The first historical reference occurs in 1086 in the Domesday Book, in which it is called 'Berneslai' with a total population of around 200. The exact origins of the name Barnsley is still subject to debate, but Barnsley Council claims that its origins lie in the Saxon word Berne, for barn or storehouse, and Lay, for field.

The town lay in the parish of Silkstone and developed little until in the 1150s it was given to the monastery of St John, Pontefract. The monks decided to build a new town where three roads met: the Sheffield to Wakefield, Rotherham to Huddersfield and Cheshire to Doncaster routes. The Domesday village became known as "Old Barnsley", and a town grew up on the new site.

The monks erected a chapel-of-ease dedicated to Saint Mary, which survived intact until 1820, and established a market. In 1249, a Royal Charter was granted to Barnsley permitting it to hold a weekly market on Wednesdays and annual four-day fair at Michaelmas. By the 1290s, three annual fairs were held. The town became the main centre for the Staincross wapentake, but in the mid-sixteenth century still had only 600 inhabitants.

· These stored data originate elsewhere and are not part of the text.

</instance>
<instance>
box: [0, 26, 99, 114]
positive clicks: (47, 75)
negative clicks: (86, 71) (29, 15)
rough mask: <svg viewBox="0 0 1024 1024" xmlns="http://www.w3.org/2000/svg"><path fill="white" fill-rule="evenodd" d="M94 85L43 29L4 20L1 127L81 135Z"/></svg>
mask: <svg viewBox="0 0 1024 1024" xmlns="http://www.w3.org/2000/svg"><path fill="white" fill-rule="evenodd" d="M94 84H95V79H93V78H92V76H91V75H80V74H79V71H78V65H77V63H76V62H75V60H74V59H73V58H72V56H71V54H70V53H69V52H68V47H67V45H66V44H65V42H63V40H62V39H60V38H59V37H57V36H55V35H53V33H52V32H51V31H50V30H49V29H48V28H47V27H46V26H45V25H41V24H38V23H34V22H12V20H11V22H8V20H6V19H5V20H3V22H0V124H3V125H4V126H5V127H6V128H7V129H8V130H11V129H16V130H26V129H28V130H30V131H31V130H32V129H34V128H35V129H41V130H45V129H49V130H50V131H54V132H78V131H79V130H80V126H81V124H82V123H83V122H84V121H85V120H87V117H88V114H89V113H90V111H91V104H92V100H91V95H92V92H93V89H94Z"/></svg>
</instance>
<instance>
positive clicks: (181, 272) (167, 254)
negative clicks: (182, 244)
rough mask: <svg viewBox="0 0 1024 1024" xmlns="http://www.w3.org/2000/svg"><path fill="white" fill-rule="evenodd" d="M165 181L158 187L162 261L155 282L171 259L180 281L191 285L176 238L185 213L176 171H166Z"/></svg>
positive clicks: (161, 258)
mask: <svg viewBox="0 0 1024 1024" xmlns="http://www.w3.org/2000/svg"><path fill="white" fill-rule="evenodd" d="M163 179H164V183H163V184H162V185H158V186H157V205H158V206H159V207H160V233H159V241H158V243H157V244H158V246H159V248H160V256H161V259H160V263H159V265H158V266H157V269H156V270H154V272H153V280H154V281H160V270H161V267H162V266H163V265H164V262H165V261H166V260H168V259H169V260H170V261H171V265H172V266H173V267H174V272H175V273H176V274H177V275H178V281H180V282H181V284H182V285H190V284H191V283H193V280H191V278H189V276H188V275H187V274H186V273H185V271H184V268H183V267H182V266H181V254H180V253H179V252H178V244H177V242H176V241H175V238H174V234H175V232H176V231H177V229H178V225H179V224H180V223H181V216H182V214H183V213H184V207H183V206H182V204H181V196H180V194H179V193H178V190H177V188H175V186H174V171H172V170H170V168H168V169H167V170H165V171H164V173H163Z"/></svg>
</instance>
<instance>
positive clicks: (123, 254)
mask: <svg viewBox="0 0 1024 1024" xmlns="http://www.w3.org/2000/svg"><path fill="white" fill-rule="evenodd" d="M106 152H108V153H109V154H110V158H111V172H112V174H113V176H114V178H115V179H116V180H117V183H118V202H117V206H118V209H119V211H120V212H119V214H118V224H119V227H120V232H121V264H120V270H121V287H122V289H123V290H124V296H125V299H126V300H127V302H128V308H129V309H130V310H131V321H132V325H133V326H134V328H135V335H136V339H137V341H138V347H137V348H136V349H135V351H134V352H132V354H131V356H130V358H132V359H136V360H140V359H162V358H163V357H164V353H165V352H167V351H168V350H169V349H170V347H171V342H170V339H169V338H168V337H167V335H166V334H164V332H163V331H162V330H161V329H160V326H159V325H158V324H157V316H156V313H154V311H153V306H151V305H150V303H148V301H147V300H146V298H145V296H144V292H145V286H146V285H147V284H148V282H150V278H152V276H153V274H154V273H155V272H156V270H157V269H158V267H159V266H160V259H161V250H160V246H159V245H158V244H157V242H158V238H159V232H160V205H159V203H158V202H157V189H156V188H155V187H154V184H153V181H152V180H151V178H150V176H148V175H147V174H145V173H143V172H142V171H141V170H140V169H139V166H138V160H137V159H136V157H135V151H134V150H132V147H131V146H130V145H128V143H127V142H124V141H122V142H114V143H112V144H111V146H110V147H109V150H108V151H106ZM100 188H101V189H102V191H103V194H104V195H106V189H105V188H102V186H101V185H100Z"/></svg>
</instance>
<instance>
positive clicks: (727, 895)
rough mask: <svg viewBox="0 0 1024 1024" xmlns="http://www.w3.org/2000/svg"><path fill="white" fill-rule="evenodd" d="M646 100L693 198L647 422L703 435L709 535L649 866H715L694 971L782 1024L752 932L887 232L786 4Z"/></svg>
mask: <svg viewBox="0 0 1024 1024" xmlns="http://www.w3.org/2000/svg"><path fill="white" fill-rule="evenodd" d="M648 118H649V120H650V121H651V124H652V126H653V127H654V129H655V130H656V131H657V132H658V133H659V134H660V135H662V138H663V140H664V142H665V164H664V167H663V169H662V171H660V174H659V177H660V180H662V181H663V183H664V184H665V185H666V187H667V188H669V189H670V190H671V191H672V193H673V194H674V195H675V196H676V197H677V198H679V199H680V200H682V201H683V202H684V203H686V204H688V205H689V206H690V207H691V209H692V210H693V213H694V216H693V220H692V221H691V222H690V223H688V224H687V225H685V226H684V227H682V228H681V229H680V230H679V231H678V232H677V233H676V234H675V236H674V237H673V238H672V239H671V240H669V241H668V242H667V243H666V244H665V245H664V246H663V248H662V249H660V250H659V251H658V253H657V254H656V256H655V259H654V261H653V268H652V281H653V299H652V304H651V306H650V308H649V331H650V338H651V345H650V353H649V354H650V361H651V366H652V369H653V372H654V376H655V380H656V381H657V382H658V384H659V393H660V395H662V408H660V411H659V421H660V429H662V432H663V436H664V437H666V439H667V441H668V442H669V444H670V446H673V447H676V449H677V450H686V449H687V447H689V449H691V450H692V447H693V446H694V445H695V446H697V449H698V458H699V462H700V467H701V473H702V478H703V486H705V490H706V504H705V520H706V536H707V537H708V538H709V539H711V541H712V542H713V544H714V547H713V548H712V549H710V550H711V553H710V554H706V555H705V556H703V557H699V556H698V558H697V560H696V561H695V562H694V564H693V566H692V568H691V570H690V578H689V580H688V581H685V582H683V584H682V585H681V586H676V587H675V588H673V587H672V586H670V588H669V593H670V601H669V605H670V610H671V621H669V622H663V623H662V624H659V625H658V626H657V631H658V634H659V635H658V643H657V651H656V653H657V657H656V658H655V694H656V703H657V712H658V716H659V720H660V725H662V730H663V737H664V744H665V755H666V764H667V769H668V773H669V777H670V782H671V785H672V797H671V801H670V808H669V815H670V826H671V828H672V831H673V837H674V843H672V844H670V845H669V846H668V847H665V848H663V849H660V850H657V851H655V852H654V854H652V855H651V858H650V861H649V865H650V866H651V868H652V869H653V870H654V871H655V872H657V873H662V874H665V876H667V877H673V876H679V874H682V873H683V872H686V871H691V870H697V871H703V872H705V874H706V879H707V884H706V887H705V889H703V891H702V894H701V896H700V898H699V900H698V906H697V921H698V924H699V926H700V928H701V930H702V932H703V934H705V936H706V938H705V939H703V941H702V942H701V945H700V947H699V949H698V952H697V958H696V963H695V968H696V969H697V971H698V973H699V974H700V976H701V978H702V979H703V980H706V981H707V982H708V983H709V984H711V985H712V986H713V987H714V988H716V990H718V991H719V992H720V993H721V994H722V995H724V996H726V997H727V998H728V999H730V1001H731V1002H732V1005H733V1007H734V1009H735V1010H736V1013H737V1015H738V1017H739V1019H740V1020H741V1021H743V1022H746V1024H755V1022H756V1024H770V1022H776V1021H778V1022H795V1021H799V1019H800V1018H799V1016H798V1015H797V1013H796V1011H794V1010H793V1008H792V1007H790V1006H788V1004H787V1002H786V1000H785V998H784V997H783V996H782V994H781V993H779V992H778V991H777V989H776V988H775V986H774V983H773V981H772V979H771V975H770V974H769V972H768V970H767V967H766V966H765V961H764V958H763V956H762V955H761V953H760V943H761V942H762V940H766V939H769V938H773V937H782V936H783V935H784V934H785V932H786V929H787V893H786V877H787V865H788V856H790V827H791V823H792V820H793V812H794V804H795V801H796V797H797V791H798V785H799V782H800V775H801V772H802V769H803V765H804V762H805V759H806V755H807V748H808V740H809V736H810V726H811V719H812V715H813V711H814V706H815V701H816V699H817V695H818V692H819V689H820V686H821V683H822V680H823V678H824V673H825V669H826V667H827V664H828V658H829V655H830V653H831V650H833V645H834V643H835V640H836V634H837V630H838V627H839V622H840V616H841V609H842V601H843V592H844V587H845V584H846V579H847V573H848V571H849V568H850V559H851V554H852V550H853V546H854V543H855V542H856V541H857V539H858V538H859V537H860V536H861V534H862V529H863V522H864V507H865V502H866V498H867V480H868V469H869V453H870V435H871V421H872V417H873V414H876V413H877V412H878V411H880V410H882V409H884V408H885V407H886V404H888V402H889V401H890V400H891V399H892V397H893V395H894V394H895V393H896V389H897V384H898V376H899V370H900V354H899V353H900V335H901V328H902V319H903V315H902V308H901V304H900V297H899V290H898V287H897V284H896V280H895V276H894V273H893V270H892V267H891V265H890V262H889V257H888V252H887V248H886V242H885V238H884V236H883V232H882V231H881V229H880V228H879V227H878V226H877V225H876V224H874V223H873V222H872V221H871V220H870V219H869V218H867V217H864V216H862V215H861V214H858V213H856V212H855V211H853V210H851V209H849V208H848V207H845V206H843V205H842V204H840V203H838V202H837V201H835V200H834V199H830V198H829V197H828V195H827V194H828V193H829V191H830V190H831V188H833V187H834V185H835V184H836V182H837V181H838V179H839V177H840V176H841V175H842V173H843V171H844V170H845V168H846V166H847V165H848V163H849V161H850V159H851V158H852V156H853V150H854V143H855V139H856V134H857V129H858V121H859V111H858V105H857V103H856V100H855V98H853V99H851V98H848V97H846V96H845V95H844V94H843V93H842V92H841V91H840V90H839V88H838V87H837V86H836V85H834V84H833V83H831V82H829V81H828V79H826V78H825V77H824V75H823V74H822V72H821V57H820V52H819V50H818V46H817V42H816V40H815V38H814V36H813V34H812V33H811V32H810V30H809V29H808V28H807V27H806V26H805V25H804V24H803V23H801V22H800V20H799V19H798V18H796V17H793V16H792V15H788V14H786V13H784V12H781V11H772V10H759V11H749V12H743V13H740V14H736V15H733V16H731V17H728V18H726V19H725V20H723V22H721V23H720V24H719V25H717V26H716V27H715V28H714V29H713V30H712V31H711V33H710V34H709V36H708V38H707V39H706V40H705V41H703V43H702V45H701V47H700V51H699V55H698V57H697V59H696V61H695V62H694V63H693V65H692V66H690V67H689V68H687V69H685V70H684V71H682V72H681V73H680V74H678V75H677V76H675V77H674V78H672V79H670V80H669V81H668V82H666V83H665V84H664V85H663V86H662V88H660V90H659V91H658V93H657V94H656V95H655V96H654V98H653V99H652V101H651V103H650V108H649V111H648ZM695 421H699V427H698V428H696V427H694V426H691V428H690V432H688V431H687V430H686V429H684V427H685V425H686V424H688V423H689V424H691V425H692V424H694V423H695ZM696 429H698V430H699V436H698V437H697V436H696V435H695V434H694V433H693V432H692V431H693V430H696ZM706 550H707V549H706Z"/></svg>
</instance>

From the 17th century, Barnsley developed into a stop-off point on the route between Leeds, Wakefield, Sheffield and London. The traffic generated as a result of this location fuelled trade, with hostelries and related services also prospering. A principal centre for linen weaving during the 18th and 19th century, Barnsley grew into an important manufacturing town. Barnsley also has a long tradition of glass-making, but is most famous for its coalfields. George Orwell briefly mentions the town in The Road to Wigan Pier. Orwell spent a number of days in the town living in the houses of the working-class miners while researching for the book. He wrote very critically of the council's expenditure on the construction of Barnsley Town Hall and claimed that the money should have been spent on improving the housing and living conditions of the local miners.